Archbishop Dolan continued to say in his homily that “Fulton Sheen’s pivotal insight, central to revelation, was that Jesus Christ was the way to heaven, the truth about how to get there, the life we hope to share for all eternity. For him this Jesus was alive, still active, still powerful, still teaching, still healing, still praying, still leading us to heaven, because you see the Incarnation was still going on: The Word was still taking flesh; God was still becoming man”. The great mystery of the Incarnation continues if we allow the Word to become flesh in us. In preface III of Christmas, we read these wonderful and astonishing words:

Today in Jesus Christ a new light has dawned upon the world:
God has become one with man,
and man has become one again with God.

It is God who has achieved for us this unity with him. Our communion with God is emphasised also in the prayer over the gifts in Mass tonight (Midnight Mass) as it says:

‘Lord, accept our gifts on this joyful feast of our salvation. By our communion with God made man, may we become more like him, who joins our lives to yours, for he is Lord for ever and ever.
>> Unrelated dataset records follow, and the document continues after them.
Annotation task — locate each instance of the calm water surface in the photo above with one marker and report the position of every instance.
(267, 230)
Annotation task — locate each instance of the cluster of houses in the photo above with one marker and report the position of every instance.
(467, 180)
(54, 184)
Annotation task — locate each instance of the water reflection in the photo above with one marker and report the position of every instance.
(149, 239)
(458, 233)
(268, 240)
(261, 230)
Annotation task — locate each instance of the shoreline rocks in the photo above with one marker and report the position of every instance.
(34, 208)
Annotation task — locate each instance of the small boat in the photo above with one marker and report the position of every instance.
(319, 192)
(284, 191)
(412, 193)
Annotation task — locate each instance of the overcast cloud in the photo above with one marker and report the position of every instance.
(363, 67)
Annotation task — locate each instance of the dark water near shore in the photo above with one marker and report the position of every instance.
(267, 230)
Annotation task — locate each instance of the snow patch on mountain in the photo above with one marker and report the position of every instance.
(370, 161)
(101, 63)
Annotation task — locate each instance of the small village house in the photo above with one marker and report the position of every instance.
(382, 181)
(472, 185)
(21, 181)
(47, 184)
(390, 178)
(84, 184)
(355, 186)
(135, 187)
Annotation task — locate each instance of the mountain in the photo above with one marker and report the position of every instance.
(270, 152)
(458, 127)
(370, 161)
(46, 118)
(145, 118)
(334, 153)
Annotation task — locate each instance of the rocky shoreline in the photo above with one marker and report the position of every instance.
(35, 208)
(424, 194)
Amen’

Our union with Christ is sustained and nourished through the Eucharist and the other sacraments, through the celebration of the Liturgical Hours, through private prayer, through doing good deeds, through loving others. Love and loving are central. Pope Benedict said recently that “the secret of true joy does not consist in having a lot of things, but in feeling loved by the Lord, in making oneself a gift for others, in loving.”

It struck me that Fulton Sheen’s preaching combined very powerfully the three comings of Christ with particular emphasis on the third coming which, if lost sight of, distorts the quality of our living to the full, diminishing it in some way. Like Cassian’s first Conference it is helpful for us to have the goal of the monastic life always in view, which is the Kingdom of God – Heaven Itself, while being aware that the way to reach it, is living deliberately, in purity of heart, in deep love of God and neighbour.

Being aware of the tensions between the past, present and future comings of Christ and keeping them in correct balance, sustains us in our life of prayer, amid personal, Church, country and global darkness and crises. Jesus still invites us to come to Him for peace, meaning, purpose, for salvation, and eventually to come with him forever to Heaven, as Preface II of Christmas says:

“Christ has come to lift up all things to himself,
to restore unity to creation,
and to lead mankind from exile into your heavenly kingdom.

I will end with the second opening prayer of the Mass tonight which beautifully illustrates these three comings of Christ and the joy which will be ours in eternity at the final coming of Christ, while being given a foretaste of this joy now on our journey on earth.

Let us pray
‘Lord our God, with the birth of your Son, your glory breaks on the world.

Through the night hours of the darkened earth we your people watch for the coming of
your promised Son. (1st Coming)

As we wait, give us a foretaste of the joy (2nd coming in grace) that you will grant us when the fullness of his glory has filled the earth, (Final coming) who lives and reigns with you for ever and ever. Amen.